Increasing Performance and Power Efficiency in Heterogeneous Software
Heterogeneous architectures in embedded computing are fast becoming a reality – we indeed see many leading IP and semiconductor companies today building heterogeneous computing hardware.
In the article below, I’m going to describe one typical use case for heterogeneous computing and the challenges that result from moving to a heterogeneous programming model.
Running a beautification algorithm on a modern SoC
The diagram below illustrates how a video recording application that performs beautification might be implemented using a number of heterogeneous hardware and software components. In this example, input frames captured by the ISP/camera are first inspected by the GPU to determine the position of a face and its individual features (i.e. eyes, lips, nose and possibly others), passing these coordinates along to the CPU which tracks and automatically adjusts the camera focus and exposure to maintain high quality video.
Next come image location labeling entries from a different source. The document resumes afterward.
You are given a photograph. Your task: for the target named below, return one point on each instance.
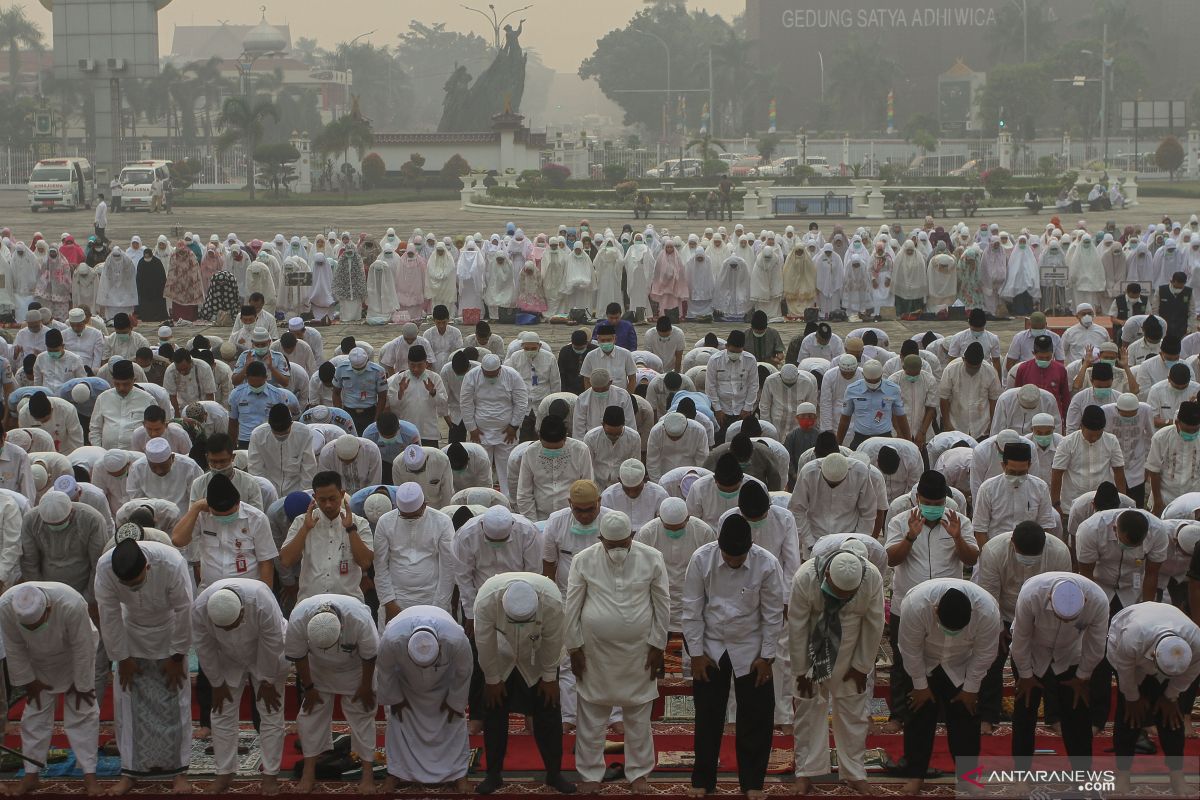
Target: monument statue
(498, 89)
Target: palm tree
(241, 121)
(17, 31)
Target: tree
(241, 122)
(455, 167)
(767, 146)
(18, 31)
(1169, 155)
(276, 160)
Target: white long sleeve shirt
(1042, 641)
(733, 611)
(925, 647)
(414, 559)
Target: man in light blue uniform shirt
(874, 407)
(251, 402)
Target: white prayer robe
(423, 745)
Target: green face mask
(933, 513)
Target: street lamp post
(496, 22)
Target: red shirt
(1053, 379)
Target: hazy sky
(563, 31)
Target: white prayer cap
(497, 523)
(409, 497)
(376, 506)
(520, 601)
(1187, 537)
(324, 630)
(157, 450)
(834, 467)
(633, 473)
(675, 423)
(225, 607)
(673, 511)
(347, 446)
(414, 456)
(1066, 600)
(1007, 437)
(67, 485)
(424, 647)
(29, 603)
(114, 461)
(1029, 396)
(54, 507)
(1173, 655)
(845, 571)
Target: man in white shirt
(930, 541)
(414, 561)
(1057, 639)
(239, 636)
(493, 401)
(331, 543)
(731, 383)
(948, 637)
(835, 624)
(1005, 564)
(520, 642)
(334, 643)
(732, 617)
(1155, 650)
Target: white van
(145, 185)
(61, 184)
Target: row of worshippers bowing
(715, 274)
(485, 613)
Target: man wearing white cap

The CPU also determines which parts of the face contain skin colour, and the GPU applies a bilinear filter which smooths these textures, removing artefacts that represent blemishes and wrinkles, while preserving sharpness around the edges of the face.
The sequence of transformed images is output to both the hardware encoder for recording to disk and to the display subsystem for rendering in a preview window. As an additional optimization, the CPU could instruct the hardware encoder to encode the face coordinates at higher-fidelity than the background, optimizing both video quality and file size. In this scenario, at least five different hardware components require access to the image data in memory.
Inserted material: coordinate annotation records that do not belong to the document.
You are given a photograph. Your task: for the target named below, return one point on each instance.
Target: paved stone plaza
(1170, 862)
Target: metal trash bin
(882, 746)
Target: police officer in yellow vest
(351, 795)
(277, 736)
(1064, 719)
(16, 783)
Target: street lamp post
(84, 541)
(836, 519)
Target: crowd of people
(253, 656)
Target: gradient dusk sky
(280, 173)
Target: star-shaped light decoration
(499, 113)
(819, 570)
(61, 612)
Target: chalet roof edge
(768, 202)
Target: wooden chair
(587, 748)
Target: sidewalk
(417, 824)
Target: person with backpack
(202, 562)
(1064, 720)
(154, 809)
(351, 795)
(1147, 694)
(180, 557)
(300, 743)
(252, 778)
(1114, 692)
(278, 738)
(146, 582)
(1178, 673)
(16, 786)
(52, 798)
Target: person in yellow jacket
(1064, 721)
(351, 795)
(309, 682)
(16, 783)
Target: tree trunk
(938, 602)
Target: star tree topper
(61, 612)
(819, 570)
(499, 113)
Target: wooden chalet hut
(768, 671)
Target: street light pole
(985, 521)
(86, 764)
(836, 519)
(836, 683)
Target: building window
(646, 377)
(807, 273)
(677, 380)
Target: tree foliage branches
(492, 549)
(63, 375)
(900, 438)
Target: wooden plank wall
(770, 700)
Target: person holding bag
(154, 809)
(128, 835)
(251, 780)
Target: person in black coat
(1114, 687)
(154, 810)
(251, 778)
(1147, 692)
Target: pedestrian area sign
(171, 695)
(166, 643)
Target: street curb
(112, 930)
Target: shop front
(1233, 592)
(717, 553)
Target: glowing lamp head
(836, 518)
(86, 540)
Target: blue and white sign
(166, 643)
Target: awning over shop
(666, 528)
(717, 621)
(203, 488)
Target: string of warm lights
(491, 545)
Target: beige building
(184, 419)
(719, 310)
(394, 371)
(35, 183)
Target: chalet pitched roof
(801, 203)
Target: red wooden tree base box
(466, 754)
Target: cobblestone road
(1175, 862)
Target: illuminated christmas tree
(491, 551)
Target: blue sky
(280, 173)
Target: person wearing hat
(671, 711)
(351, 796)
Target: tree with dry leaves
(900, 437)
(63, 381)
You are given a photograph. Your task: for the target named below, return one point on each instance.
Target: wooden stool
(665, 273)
Memory bandwidth constraints
A key characteristic of many SoCs is the presence of a single unified system memory such as an off-chip DDR DRAM, which is shared between all hardware components. These components typically communicate with other components and with memory using a shared bus or interconnect, the bandwidth of which is tightly constrained to limit implementation area and cost. SoC bandwidth is frequently an order of ten times less than is common on desktop-class machines with PCI Express buses, and is a common performance bottleneck–particularly in cases where multiple hardware components attempt to access memory and other I/O at the same time.
Furthermore, when an application passes ownership of data between different hardware components, the underlying operating system may create a duplicate copy of the data in memory. In some cases this may be due to hardware limitations, for example where the GPU requires access to data allocated by the CPU in virtual memory that CPU can page to disk at will. In other cases this may be related to image formats; for example, the ISP produces image sensor data in YUV format but the CPU or GPU needs to filter this data in RGB colour space.
Conversely, some operating system such as Android automatically convert images from YUV to RGB format before presenting the data to developers (for example, as OGLES_TEXTURE_2D textures); this can reduce the efficiency of many vision algorithms that only need to process image luminance data. The inefficiencies introduced by these behind-the-scene copies can be quickly compounded when processing high-resolution image data at video rate.